The authors used a multivariate Cox regression model to show the effect of tumor and patient characteristics on survival. The significant findings from this analysis showed several things:
The authors found that all-cause mortality risk does not exceed the baseline in terms of the size of the tumor until it reaches 2.5 cm. Above this threshold, partial hazard ratios increase linearly with log size, with partial hazards being 10% and 20% above baseline when tumors were 3.1 cm and 3.7 cm, respectively.
“Our study correlated primary tumor size with all-cause mortality and found very little change in mortality until tumor size exceeded 2.5 cm.
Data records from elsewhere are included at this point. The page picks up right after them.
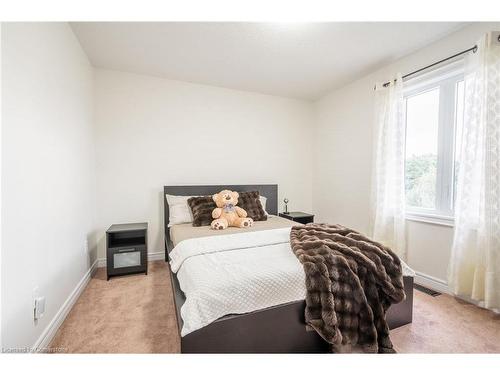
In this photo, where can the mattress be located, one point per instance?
(238, 272)
(181, 232)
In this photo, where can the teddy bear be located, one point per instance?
(227, 214)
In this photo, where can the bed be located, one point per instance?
(276, 329)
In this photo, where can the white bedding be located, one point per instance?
(236, 274)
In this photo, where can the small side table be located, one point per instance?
(299, 217)
(127, 249)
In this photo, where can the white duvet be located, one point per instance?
(236, 274)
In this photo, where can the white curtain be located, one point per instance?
(388, 192)
(474, 271)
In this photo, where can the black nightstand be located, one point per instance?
(299, 217)
(127, 249)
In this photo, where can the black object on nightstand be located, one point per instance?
(299, 217)
(127, 249)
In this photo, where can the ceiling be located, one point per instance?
(299, 60)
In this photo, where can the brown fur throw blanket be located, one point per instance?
(351, 281)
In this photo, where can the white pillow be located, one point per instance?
(178, 209)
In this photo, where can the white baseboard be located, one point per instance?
(101, 262)
(432, 282)
(51, 329)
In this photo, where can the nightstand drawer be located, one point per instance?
(127, 258)
(127, 249)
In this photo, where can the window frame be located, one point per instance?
(446, 78)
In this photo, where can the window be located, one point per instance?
(434, 118)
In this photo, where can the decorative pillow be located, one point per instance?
(178, 209)
(251, 203)
(201, 209)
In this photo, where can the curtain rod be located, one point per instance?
(473, 49)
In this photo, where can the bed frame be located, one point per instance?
(277, 329)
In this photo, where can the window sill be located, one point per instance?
(446, 221)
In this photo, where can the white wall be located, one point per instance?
(343, 154)
(47, 173)
(153, 132)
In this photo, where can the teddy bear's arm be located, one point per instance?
(216, 213)
(241, 212)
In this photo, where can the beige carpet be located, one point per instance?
(135, 314)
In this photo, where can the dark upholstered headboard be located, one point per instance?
(268, 191)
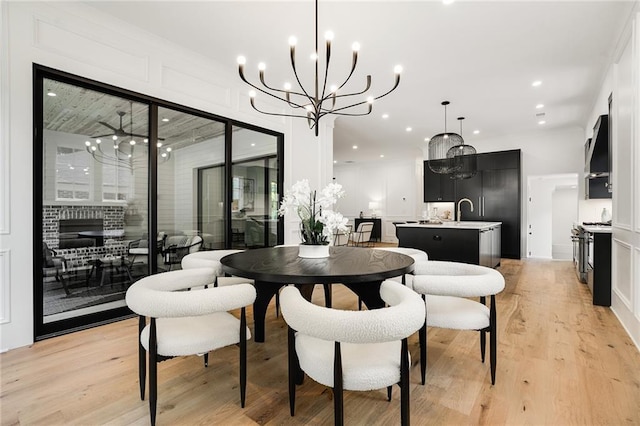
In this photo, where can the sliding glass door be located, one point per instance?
(125, 185)
(94, 199)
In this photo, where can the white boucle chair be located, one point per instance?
(187, 322)
(352, 350)
(446, 288)
(211, 259)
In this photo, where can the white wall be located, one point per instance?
(75, 38)
(393, 185)
(623, 81)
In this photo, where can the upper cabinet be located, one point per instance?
(437, 187)
(597, 161)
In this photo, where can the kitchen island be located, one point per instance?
(472, 242)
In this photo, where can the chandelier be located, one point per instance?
(314, 105)
(464, 158)
(122, 152)
(439, 146)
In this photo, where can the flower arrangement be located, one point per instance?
(318, 220)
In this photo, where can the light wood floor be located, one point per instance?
(561, 361)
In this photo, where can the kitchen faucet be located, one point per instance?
(459, 202)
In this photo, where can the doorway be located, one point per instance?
(552, 208)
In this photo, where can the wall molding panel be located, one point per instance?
(87, 50)
(5, 286)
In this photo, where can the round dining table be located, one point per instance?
(360, 269)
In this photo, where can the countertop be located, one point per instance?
(604, 229)
(452, 225)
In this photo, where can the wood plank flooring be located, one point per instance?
(561, 361)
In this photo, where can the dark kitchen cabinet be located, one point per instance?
(376, 232)
(496, 196)
(437, 187)
(475, 246)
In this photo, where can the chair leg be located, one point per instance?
(153, 371)
(142, 358)
(493, 336)
(404, 383)
(292, 367)
(338, 406)
(483, 335)
(327, 295)
(422, 337)
(243, 356)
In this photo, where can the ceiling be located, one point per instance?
(482, 56)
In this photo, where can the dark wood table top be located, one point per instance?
(344, 265)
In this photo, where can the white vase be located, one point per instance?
(313, 251)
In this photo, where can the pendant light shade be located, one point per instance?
(439, 146)
(464, 159)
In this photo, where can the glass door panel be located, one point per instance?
(94, 201)
(255, 192)
(191, 157)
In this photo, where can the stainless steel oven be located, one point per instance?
(580, 239)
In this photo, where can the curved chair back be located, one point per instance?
(447, 288)
(327, 344)
(191, 322)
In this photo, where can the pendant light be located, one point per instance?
(439, 146)
(464, 158)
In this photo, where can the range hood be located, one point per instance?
(597, 152)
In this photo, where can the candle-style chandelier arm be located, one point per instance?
(259, 89)
(369, 101)
(277, 113)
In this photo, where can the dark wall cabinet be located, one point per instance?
(496, 196)
(599, 272)
(376, 232)
(437, 187)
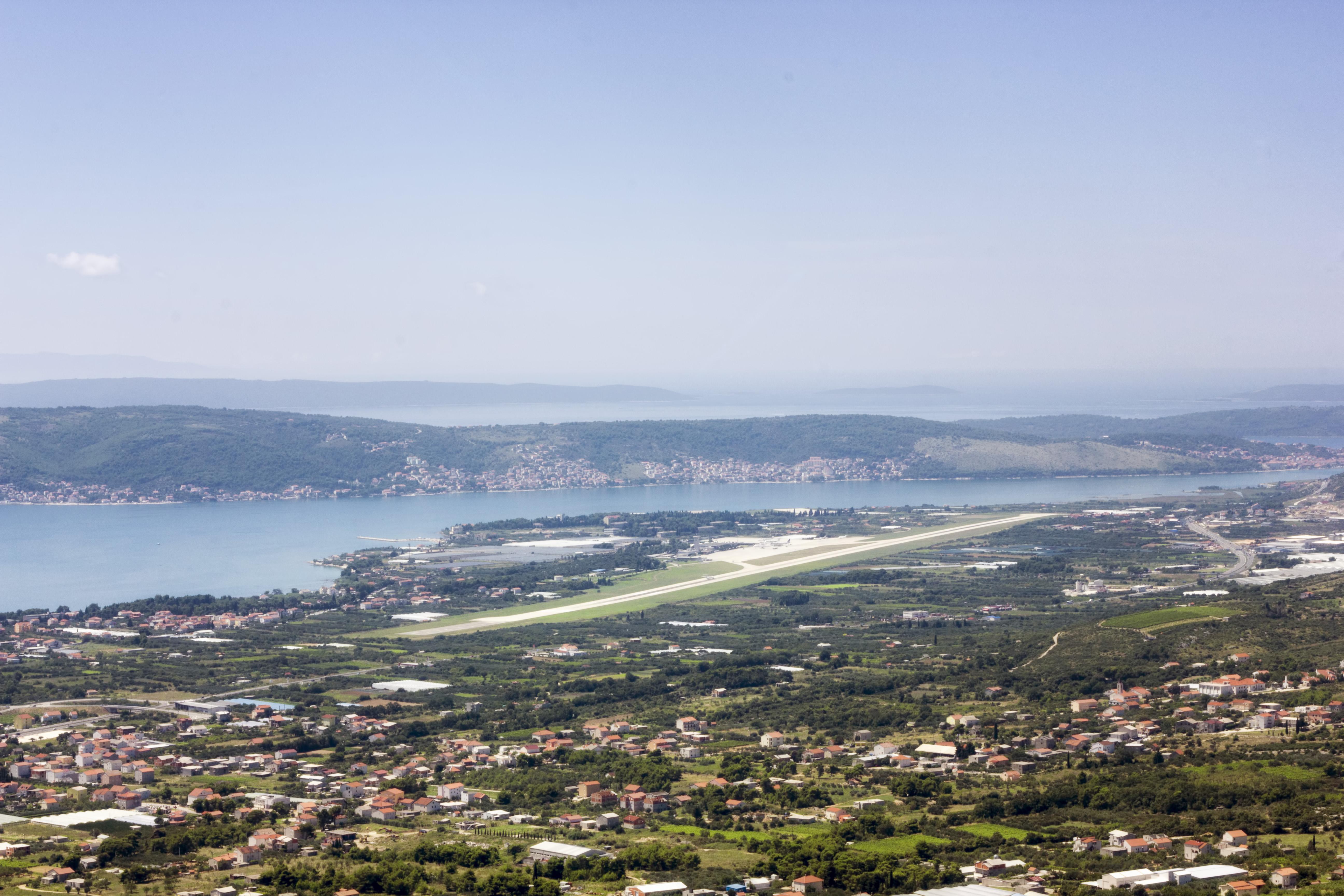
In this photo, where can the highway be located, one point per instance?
(1245, 559)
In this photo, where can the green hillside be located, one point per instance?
(233, 451)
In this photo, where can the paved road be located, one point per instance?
(1245, 559)
(482, 622)
(1053, 645)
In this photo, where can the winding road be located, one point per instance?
(1245, 559)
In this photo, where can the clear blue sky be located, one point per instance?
(616, 191)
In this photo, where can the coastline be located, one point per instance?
(1324, 473)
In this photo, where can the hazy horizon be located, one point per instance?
(603, 193)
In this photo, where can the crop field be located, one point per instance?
(905, 845)
(983, 829)
(1152, 619)
(799, 831)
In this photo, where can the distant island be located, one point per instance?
(1296, 393)
(308, 394)
(174, 453)
(878, 391)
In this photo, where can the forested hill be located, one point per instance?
(170, 448)
(1247, 422)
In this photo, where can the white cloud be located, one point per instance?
(88, 264)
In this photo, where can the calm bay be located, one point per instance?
(103, 554)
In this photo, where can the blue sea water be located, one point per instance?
(54, 555)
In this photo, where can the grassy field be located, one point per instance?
(905, 845)
(1152, 619)
(690, 574)
(983, 829)
(799, 831)
(651, 579)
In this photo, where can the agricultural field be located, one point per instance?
(1168, 616)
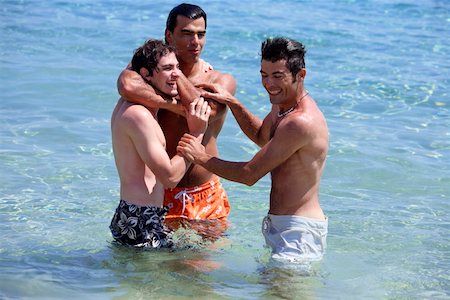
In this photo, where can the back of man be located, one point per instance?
(138, 184)
(142, 162)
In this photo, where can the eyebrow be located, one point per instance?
(273, 73)
(191, 31)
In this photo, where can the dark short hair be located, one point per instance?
(279, 48)
(148, 55)
(190, 11)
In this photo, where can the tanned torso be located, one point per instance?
(174, 126)
(295, 183)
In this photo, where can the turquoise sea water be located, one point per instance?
(380, 71)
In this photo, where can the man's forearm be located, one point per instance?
(233, 171)
(186, 91)
(132, 87)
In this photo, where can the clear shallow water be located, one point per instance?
(378, 69)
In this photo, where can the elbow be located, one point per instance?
(250, 180)
(124, 86)
(171, 182)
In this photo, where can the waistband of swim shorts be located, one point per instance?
(214, 181)
(292, 221)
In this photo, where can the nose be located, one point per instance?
(195, 39)
(176, 73)
(266, 81)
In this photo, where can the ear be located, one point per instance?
(144, 72)
(301, 74)
(168, 36)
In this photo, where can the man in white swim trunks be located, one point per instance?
(199, 194)
(294, 141)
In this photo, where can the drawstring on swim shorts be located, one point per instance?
(184, 196)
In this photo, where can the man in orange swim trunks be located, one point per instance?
(199, 195)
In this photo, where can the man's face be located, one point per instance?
(165, 77)
(188, 38)
(278, 81)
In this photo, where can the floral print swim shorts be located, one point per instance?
(141, 226)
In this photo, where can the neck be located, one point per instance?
(189, 69)
(292, 108)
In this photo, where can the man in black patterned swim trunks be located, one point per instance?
(139, 146)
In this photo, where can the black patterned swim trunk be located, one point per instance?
(141, 226)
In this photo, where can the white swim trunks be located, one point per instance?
(295, 237)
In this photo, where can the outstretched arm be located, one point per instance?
(286, 141)
(132, 87)
(254, 128)
(152, 151)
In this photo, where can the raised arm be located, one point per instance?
(132, 87)
(152, 151)
(254, 128)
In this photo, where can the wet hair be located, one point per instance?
(148, 55)
(190, 11)
(279, 48)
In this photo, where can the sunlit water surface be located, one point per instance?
(379, 70)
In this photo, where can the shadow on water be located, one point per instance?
(290, 280)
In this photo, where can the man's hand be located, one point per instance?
(192, 149)
(197, 117)
(219, 93)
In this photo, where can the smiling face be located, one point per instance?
(279, 82)
(165, 75)
(188, 37)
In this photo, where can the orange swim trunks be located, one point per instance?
(205, 202)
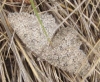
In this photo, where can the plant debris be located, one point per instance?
(65, 51)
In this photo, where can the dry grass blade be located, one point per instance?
(19, 64)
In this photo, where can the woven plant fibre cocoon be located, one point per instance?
(65, 50)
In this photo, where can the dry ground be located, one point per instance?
(18, 65)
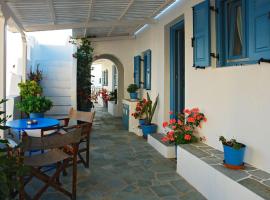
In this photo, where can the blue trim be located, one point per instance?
(173, 29)
(147, 56)
(201, 34)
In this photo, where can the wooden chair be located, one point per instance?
(84, 120)
(53, 154)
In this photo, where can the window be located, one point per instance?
(243, 31)
(147, 69)
(105, 78)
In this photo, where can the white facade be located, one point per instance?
(56, 63)
(234, 99)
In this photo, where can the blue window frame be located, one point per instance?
(201, 40)
(137, 70)
(147, 69)
(243, 31)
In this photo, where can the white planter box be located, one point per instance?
(114, 109)
(165, 149)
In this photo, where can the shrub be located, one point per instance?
(34, 104)
(30, 88)
(132, 88)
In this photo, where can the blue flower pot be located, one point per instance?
(133, 95)
(148, 129)
(141, 122)
(234, 157)
(36, 115)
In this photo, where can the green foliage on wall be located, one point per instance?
(84, 56)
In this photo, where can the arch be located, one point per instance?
(120, 69)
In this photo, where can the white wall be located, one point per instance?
(234, 99)
(56, 63)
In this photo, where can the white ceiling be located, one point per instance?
(92, 18)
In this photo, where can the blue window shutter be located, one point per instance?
(147, 70)
(259, 29)
(137, 70)
(201, 34)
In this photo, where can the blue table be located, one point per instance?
(21, 124)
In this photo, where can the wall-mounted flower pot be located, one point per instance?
(36, 115)
(141, 122)
(234, 157)
(148, 129)
(133, 95)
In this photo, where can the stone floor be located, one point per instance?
(124, 167)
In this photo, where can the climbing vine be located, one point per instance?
(84, 56)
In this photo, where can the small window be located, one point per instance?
(235, 30)
(231, 32)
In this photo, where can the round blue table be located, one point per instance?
(21, 124)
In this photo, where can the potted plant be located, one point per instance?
(34, 106)
(35, 75)
(10, 166)
(30, 88)
(113, 96)
(132, 90)
(233, 153)
(149, 127)
(183, 127)
(140, 111)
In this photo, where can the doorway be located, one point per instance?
(177, 67)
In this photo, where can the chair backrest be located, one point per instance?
(81, 115)
(53, 141)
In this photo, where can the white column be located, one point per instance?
(24, 58)
(2, 63)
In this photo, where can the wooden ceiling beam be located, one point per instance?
(90, 24)
(52, 11)
(91, 3)
(121, 16)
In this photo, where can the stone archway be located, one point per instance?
(120, 69)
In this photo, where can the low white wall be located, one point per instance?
(218, 186)
(234, 99)
(57, 65)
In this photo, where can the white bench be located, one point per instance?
(164, 148)
(202, 167)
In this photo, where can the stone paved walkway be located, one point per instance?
(125, 167)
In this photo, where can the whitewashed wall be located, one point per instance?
(234, 99)
(107, 65)
(56, 63)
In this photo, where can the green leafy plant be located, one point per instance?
(150, 109)
(30, 88)
(34, 104)
(232, 143)
(183, 126)
(35, 75)
(113, 96)
(11, 167)
(132, 88)
(84, 56)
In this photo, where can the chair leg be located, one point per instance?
(87, 151)
(21, 189)
(74, 176)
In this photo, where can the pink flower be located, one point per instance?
(164, 139)
(165, 124)
(187, 137)
(171, 133)
(172, 121)
(180, 122)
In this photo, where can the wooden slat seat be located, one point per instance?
(47, 158)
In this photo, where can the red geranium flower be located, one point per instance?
(187, 137)
(165, 124)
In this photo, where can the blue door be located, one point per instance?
(177, 68)
(125, 117)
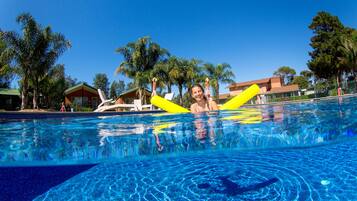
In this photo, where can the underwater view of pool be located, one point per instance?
(297, 151)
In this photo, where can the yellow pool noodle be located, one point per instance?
(242, 98)
(167, 105)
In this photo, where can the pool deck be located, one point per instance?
(42, 115)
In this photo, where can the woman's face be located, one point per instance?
(197, 93)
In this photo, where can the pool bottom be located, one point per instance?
(319, 173)
(25, 183)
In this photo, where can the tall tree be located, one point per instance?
(162, 72)
(35, 52)
(6, 71)
(221, 73)
(53, 86)
(327, 30)
(49, 47)
(301, 81)
(116, 88)
(183, 71)
(140, 57)
(308, 75)
(286, 73)
(348, 58)
(100, 81)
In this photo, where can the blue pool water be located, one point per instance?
(300, 151)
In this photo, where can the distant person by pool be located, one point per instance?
(202, 103)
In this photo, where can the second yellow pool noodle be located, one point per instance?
(232, 104)
(242, 98)
(167, 105)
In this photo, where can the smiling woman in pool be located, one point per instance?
(202, 103)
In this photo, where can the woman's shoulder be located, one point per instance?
(212, 102)
(213, 105)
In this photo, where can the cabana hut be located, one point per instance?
(82, 95)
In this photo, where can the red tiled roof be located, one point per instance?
(248, 83)
(224, 96)
(283, 89)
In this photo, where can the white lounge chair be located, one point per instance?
(169, 96)
(137, 103)
(109, 104)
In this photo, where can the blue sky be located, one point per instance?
(254, 37)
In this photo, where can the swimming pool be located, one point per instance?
(300, 151)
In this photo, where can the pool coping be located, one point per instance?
(43, 115)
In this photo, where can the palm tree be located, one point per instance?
(162, 72)
(6, 71)
(22, 48)
(219, 74)
(348, 59)
(49, 47)
(140, 57)
(286, 73)
(35, 53)
(183, 72)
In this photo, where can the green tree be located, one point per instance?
(50, 47)
(6, 71)
(348, 58)
(35, 52)
(100, 81)
(221, 73)
(301, 81)
(70, 81)
(162, 72)
(286, 73)
(183, 72)
(116, 88)
(129, 86)
(327, 30)
(53, 87)
(140, 57)
(308, 75)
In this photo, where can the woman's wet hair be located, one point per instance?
(203, 91)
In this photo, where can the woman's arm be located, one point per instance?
(193, 108)
(214, 105)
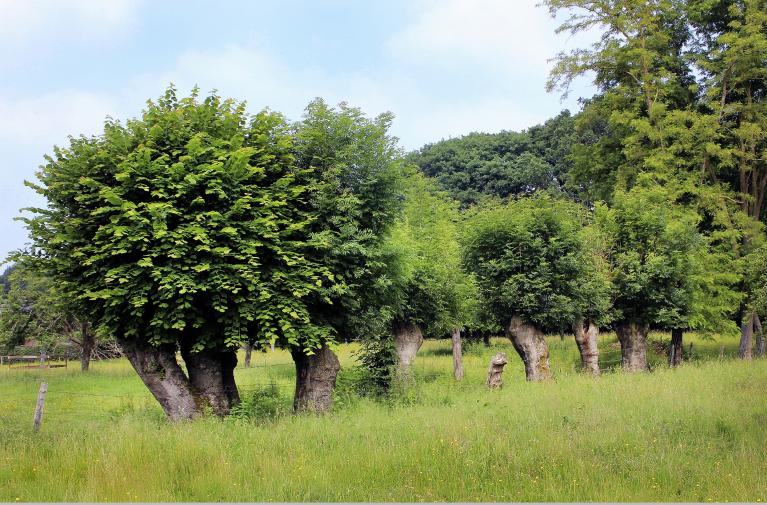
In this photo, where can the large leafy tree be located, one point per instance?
(198, 228)
(531, 264)
(354, 199)
(682, 97)
(654, 244)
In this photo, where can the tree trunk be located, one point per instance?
(457, 355)
(760, 342)
(315, 379)
(87, 342)
(746, 338)
(248, 354)
(407, 340)
(586, 334)
(211, 374)
(633, 339)
(162, 375)
(529, 343)
(675, 348)
(495, 372)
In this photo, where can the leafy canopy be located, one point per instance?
(188, 223)
(530, 260)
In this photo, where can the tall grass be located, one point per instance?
(697, 433)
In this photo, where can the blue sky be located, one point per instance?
(443, 67)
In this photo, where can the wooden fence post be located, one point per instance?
(39, 407)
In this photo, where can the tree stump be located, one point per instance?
(407, 340)
(586, 333)
(457, 354)
(495, 372)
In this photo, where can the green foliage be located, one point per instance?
(436, 293)
(653, 249)
(354, 199)
(31, 311)
(530, 260)
(756, 281)
(262, 404)
(708, 411)
(502, 164)
(199, 222)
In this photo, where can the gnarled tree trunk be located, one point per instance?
(586, 333)
(315, 379)
(407, 340)
(88, 341)
(495, 371)
(675, 348)
(760, 342)
(633, 339)
(746, 338)
(160, 372)
(457, 354)
(211, 374)
(529, 343)
(248, 353)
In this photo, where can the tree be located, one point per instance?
(653, 242)
(354, 199)
(530, 263)
(33, 310)
(595, 309)
(478, 165)
(183, 230)
(436, 295)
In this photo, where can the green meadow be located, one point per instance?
(696, 433)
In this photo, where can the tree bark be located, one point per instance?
(211, 374)
(746, 338)
(315, 379)
(495, 371)
(248, 353)
(675, 348)
(633, 339)
(457, 354)
(529, 343)
(162, 375)
(586, 333)
(761, 347)
(407, 340)
(87, 342)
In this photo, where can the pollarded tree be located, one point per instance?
(652, 261)
(595, 310)
(354, 199)
(184, 229)
(530, 263)
(436, 294)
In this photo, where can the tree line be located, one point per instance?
(198, 228)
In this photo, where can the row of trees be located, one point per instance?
(198, 228)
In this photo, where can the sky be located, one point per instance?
(444, 68)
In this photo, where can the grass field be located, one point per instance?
(697, 433)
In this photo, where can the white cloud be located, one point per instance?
(47, 119)
(506, 33)
(40, 23)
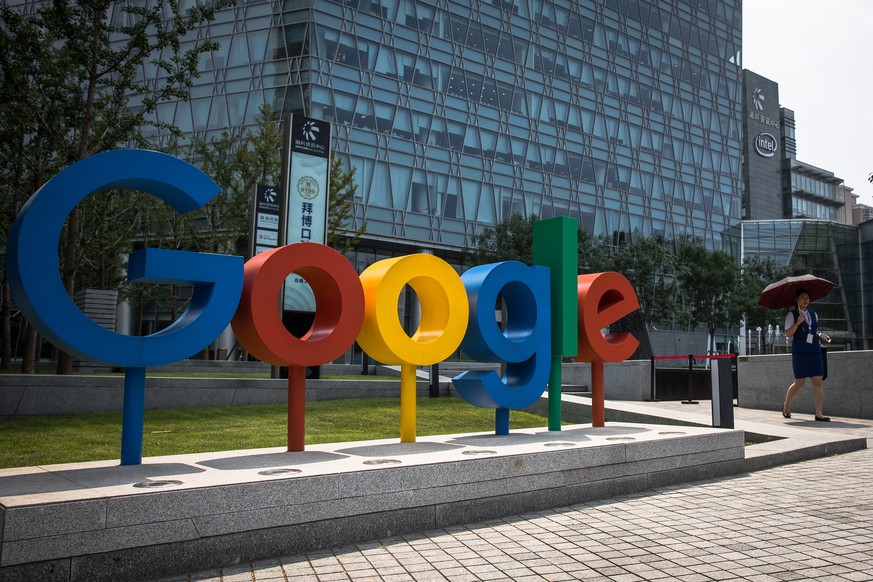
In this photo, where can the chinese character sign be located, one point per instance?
(308, 187)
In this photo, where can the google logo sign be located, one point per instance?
(551, 311)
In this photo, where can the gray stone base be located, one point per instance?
(90, 521)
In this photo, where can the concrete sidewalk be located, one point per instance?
(805, 520)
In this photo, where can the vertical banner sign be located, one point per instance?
(308, 175)
(266, 210)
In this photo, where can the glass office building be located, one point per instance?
(822, 248)
(625, 114)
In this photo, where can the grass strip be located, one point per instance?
(44, 440)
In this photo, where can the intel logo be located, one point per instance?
(766, 145)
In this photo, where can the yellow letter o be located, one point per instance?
(444, 310)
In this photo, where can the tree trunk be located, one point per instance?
(71, 247)
(28, 365)
(6, 328)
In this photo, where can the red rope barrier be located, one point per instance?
(714, 357)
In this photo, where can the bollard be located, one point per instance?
(722, 392)
(690, 381)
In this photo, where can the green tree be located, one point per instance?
(510, 240)
(342, 207)
(595, 255)
(757, 273)
(708, 280)
(650, 266)
(85, 91)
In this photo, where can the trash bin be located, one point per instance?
(722, 393)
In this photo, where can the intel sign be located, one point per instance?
(766, 145)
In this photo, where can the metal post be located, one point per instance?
(652, 397)
(690, 382)
(434, 381)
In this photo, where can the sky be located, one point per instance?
(819, 51)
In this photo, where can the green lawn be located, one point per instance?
(43, 440)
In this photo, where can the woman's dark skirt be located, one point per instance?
(807, 364)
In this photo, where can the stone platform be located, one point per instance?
(101, 521)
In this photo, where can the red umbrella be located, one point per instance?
(784, 293)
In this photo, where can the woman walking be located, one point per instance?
(801, 325)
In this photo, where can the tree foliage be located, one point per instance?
(78, 78)
(757, 273)
(708, 280)
(511, 240)
(650, 266)
(342, 207)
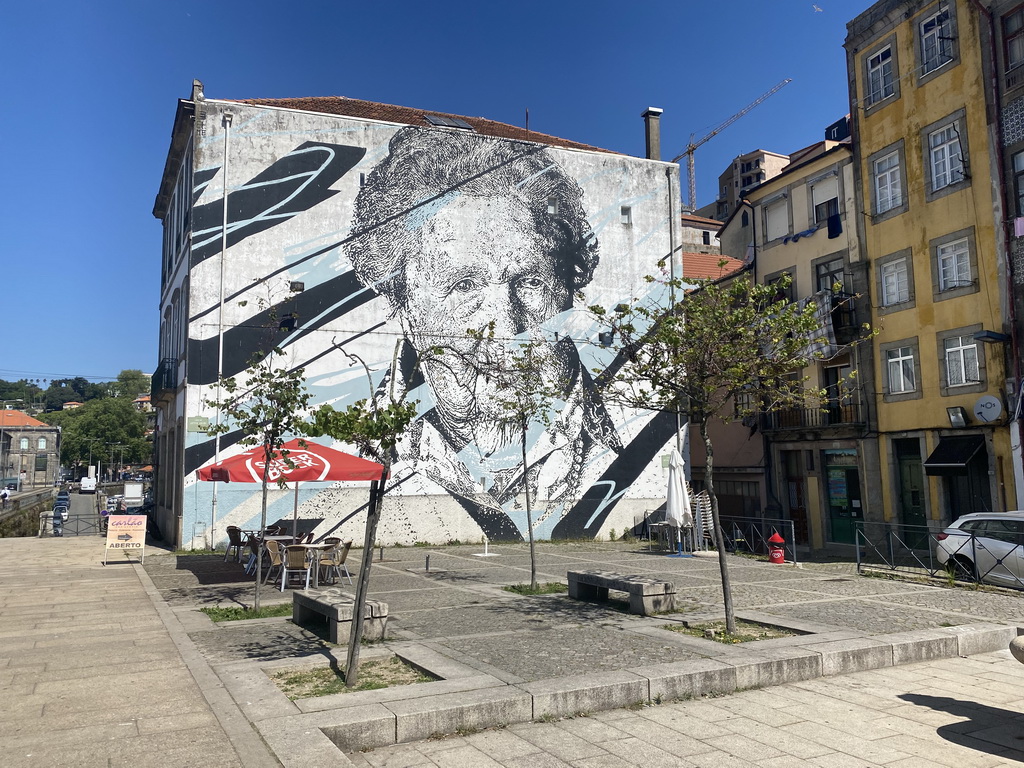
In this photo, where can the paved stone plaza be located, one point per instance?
(118, 662)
This suggests that increasing the size cut-off for biopsy to 2.5 cm is unlikely to result in an abrupt increase in cancer-related deaths,” Dr. Hoang told EndocrineWeb.
She added, “it seems excessive that several thyroid societies recommended biopsy of low suspicion solid thyroid nodules at a 1.5 cm threshold. The risk of the low suspicion nodule being malignant is less than 5%, and even if the nodule is malignant, it would unlikely be aggressive.”
Gary Clayman, DMD, MD, who was not associated with the study, told EndocrineWeb, “the study findings do not warrant a guideline change, at least not yet. The paper does not address the potential morbidity risks such as the ability to spare normal thyroid tissue and maintain wellness, that the risk of surgery may increase with increasing tumor size, and the potential for lymph node metastases increases with tumor size and is known to be correlated with increased operative morbidity.”
Dr. Hoang fended of the criticism saying, “in fact, the American College of Radiology has already moved to a 2.5 cm threshold.6 Their risk stratification system known as ACR TI-RADS was published in 2017 and has a 2.5 cm threshold for biopsy of TI-RADS 3 nodules (solid nodules with no other suspicious features). With more research, there may even be the opportunity to move to a 3 cm size threshold.”
1. Howlader N, Noone AM, Krapcho M, et al. 2017 SEER Cancer Statistics Review, 1975‐2014, based on November 2016 SEER data submission. Available at: https://seer.cancer.gov/csr/1975_2014/. Accessed February 12, 2018.
2. Nguyen XV, Roy Choudhury K, Tessler FN, Hoang JK. Effect of tumor size on risk of metastatic disease and survival for thyroid cancer: Implications for biopsy guidelines. Thyroid. Ahead of print; January 26, 2018. Available at: doi: 10.1089/thy.2017.0526.
3. Friedewald SM. Breast Cancer Screening: The Debate that Never Ends. Cancer Treat Res. 2018;173:31-38.
4. Bevan R, Rutter MD. Colorectal Cancer Screening-Who, How, and When? Clin Endosc. 2018 Jan;51(1):37-49.
5. Haugen BR, Alexander EK, Bible KC, et al. 2016 2015 American Thyroid Association Management Guidelines for Adult Patients with Thyroid Nodules and Differentiated Thyroid Cancer: The American Thyroid Association Guidelines Task Force on Thyroid Nodules and Differentiated Thyroid Cancer. Thyroid. 26:1‐133.
6. Middleton WD, Teefey SA, Reading CC, et al. Multiinstitutional analysis of thyroid nodule risk stratification using the American College of Radiology Thyroid Imaging Reporting and Data System. Am J Roentgenol. 2017;208:1331-134.